The SilverLABS Stack server components (SilverSync, SilverChat homeserver, SilverVPN nodes) are open-source and self-hostable. A user who doesn't trust SilverLABS infrastructure can run their own. The hosted offering is the convenient default, not the only option.

7. The Stack is the spine, not the OS

Most privacy value lives in what apps you use, not what kernel you run. The SilverLABS Application Stack (Browser, VPN, Sync, Chat, Duress, Keys) ships across every platform. OS-level hardening is the delivery vehicle; the Stack is the durable product.

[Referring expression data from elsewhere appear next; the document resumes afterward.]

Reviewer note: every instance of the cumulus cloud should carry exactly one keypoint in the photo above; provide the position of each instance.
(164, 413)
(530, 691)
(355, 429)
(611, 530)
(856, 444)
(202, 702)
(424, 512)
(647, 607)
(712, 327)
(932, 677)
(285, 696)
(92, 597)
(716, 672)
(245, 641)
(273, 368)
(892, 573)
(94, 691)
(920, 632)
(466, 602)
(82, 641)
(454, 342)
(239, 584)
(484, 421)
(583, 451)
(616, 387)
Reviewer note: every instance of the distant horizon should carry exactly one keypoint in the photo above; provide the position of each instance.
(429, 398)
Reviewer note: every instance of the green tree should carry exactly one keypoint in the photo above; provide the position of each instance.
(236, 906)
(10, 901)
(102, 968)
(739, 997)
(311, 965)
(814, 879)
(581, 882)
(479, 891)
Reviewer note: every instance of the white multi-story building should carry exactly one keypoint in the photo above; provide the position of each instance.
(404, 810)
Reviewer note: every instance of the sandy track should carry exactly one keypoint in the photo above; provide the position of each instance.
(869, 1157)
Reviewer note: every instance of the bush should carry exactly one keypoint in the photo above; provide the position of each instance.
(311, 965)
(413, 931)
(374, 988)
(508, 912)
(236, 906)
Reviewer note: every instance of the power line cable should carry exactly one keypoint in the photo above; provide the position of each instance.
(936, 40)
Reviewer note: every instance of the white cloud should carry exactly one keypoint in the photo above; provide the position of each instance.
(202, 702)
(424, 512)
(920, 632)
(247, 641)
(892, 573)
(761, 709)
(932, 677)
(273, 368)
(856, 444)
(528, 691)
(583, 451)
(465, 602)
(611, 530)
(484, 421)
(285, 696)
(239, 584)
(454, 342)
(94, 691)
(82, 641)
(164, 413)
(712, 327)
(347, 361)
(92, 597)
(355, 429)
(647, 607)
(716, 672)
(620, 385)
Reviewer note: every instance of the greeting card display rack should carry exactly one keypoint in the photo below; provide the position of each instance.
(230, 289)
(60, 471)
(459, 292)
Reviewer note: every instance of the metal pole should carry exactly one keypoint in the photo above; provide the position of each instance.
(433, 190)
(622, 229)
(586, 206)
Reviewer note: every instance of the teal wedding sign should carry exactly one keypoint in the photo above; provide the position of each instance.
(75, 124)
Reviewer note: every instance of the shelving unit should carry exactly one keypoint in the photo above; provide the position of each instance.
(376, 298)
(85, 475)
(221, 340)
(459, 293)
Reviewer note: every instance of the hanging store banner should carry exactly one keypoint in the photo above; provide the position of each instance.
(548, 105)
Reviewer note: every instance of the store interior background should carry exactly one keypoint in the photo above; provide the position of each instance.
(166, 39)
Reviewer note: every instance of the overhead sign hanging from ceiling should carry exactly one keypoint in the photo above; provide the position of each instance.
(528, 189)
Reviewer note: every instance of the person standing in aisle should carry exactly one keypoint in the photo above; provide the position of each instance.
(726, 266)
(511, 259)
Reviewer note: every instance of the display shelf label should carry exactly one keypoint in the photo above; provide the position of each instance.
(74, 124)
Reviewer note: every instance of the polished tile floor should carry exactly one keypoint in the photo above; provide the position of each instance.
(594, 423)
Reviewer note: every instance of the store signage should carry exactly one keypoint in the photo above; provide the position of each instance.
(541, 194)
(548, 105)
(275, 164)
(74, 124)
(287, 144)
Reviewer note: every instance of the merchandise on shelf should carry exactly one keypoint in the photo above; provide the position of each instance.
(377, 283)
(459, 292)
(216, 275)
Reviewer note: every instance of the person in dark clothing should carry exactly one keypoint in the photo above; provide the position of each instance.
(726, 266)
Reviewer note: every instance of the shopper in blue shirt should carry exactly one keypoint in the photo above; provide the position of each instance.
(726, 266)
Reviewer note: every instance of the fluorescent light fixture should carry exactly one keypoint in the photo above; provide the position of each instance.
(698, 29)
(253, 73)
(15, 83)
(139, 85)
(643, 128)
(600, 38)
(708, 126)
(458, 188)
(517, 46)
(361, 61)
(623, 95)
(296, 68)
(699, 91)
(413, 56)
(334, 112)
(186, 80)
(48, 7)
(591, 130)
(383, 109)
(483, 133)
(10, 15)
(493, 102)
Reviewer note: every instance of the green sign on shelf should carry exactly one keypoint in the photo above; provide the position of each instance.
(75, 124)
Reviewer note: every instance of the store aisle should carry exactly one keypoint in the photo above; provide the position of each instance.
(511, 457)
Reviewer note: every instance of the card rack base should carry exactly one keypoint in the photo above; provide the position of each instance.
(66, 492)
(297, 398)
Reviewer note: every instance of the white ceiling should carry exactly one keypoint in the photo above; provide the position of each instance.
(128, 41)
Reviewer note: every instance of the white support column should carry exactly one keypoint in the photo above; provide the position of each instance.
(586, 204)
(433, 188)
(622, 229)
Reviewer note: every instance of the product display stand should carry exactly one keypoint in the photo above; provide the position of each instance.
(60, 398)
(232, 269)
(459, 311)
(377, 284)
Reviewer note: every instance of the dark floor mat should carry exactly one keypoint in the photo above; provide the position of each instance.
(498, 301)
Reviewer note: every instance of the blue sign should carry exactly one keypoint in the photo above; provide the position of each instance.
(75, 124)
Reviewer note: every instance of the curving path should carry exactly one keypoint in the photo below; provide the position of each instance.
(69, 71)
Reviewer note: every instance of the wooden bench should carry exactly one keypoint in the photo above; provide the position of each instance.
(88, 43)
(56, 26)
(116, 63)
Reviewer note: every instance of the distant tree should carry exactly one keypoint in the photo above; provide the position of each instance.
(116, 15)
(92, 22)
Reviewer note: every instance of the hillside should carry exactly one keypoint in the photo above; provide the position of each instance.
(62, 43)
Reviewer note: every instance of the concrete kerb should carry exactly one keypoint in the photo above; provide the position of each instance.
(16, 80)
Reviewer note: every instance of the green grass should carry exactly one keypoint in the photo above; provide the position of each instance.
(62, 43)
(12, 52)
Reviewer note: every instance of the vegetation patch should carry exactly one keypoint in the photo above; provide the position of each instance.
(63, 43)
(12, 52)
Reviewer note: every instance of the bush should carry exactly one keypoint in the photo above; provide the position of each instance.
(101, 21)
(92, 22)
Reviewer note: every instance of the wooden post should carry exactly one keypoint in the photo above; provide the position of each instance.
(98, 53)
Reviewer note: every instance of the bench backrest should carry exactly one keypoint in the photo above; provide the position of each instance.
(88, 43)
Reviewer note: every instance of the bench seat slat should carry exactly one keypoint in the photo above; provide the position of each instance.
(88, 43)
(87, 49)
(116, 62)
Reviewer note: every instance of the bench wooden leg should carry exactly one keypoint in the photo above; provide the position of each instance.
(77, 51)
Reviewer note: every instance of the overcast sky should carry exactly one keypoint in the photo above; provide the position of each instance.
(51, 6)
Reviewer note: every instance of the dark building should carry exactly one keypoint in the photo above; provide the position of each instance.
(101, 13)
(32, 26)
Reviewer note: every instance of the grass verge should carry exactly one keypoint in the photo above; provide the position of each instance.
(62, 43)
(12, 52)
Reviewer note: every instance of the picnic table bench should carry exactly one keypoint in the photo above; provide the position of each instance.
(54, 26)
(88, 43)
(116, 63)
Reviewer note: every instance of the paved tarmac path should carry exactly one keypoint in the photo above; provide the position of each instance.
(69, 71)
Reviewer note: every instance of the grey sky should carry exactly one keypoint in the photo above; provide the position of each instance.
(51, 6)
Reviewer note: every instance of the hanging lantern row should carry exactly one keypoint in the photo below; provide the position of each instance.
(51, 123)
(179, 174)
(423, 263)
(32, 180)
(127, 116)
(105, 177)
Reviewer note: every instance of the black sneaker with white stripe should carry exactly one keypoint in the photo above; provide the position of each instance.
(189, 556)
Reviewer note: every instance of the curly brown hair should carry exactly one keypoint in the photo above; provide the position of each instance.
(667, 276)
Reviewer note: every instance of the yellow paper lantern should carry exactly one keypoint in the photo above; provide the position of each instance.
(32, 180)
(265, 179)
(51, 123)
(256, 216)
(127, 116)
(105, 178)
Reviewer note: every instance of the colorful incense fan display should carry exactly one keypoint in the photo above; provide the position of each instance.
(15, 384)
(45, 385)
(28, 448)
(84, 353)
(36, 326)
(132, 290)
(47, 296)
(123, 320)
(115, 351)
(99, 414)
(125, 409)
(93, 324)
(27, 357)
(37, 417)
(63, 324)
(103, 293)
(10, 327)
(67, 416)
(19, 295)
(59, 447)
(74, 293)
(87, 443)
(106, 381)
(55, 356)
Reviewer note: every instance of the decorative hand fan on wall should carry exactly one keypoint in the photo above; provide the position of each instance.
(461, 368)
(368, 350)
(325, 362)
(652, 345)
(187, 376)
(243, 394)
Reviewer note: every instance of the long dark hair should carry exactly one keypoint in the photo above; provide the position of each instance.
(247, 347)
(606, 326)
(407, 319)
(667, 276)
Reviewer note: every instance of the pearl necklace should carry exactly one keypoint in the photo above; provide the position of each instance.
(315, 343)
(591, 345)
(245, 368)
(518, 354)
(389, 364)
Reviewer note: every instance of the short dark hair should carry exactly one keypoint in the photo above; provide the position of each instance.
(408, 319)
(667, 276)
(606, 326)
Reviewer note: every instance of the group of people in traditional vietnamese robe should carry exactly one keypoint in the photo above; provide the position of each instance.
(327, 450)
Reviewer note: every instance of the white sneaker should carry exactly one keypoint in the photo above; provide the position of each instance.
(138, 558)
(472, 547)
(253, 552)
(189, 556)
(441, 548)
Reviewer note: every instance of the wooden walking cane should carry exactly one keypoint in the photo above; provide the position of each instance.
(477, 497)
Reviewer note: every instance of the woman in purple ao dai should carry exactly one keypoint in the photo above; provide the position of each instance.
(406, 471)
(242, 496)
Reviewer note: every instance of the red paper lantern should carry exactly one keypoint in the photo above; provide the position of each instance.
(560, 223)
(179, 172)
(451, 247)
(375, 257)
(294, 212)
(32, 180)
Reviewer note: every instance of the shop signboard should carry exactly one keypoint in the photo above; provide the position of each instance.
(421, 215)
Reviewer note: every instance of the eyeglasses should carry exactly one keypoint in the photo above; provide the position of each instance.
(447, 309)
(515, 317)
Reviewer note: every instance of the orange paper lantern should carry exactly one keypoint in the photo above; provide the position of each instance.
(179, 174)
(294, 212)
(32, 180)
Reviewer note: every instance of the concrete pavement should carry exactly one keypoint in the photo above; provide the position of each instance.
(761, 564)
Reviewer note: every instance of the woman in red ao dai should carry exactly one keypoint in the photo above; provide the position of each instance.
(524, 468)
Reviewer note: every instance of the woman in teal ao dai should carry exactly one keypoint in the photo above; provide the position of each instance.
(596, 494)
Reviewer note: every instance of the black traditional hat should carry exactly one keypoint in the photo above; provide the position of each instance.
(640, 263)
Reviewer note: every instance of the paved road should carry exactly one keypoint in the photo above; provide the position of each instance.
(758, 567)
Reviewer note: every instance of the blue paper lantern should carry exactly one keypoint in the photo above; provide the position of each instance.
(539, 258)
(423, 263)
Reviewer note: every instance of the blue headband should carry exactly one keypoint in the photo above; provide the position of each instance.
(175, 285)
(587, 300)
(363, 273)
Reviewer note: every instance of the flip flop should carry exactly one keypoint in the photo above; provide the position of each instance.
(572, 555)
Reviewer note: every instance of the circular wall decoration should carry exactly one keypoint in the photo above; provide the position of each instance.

8. No telemetry, ever, in our own code

SilverLABS does not add analytics, crash reporters that phone home, or "anonymous usage statistics" to anything we ship. Bug reports are user-initiated and explicit. This is non-negotiable for our brand.

9. Sane interoperability

We don't reinvent protocols where good ones exist:

  • WireGuard for VPN, not a proprietary tunnel
  • Matrix or Signal Protocol for messaging, not a proprietary protocol
  • CardDAV / CalDAV / WebDAV for sync, not a proprietary API
  • Standard formats (OpenPGP, age) for encryption

A user who outgrows SilverLABS can take their data and protocols with them.

10. Conservative cryptography

  • Argon2id for password hashing (KDF parameters tuned per-platform)
  • AES-256-GCM or ChaCha20-Poly1305 for symmetric
  • X25519 / Ed25519 for asymmetric
  • TLS 1.3 minimum for transport
  • Post-quantum readiness tracked but not yet defaulted (revisit when standards mature)

We don't roll our own.

11. Distrust the network

Every SilverLABS app assumes the network is hostile:

  • Encrypted DNS (DoT/DoH) by default
  • Certificate pinning where deployable
  • No plaintext fallbacks
  • Kill-switch behaviour: if VPN drops, traffic stops, never leaks

12. Distrust the platform

Our Stack apps treat the host OS as semi-trusted, even when we ship the OS:

  • Client-side encryption before disk write
  • Memory hygiene (zero secrets after use, hardened_malloc where available)
  • No reliance on platform keychains for our most sensitive secrets

13. Update or die

Unpatched software is the single largest privacy/security risk in practice. Every SilverMetal flavour must have working, signed, automatic updates with rollback. A SilverMetal device that cannot update is a SilverMetal device that has reached end-of-life.

14. Boring is good

We use proven components (Debian, GrapheneOS, WireGuard, Nextcloud, Matrix, Bitwarden) and add value at the integration and configuration layer. We are not a research project; we are a product. Novel cryptography, novel protocols, novel kernels are out of scope.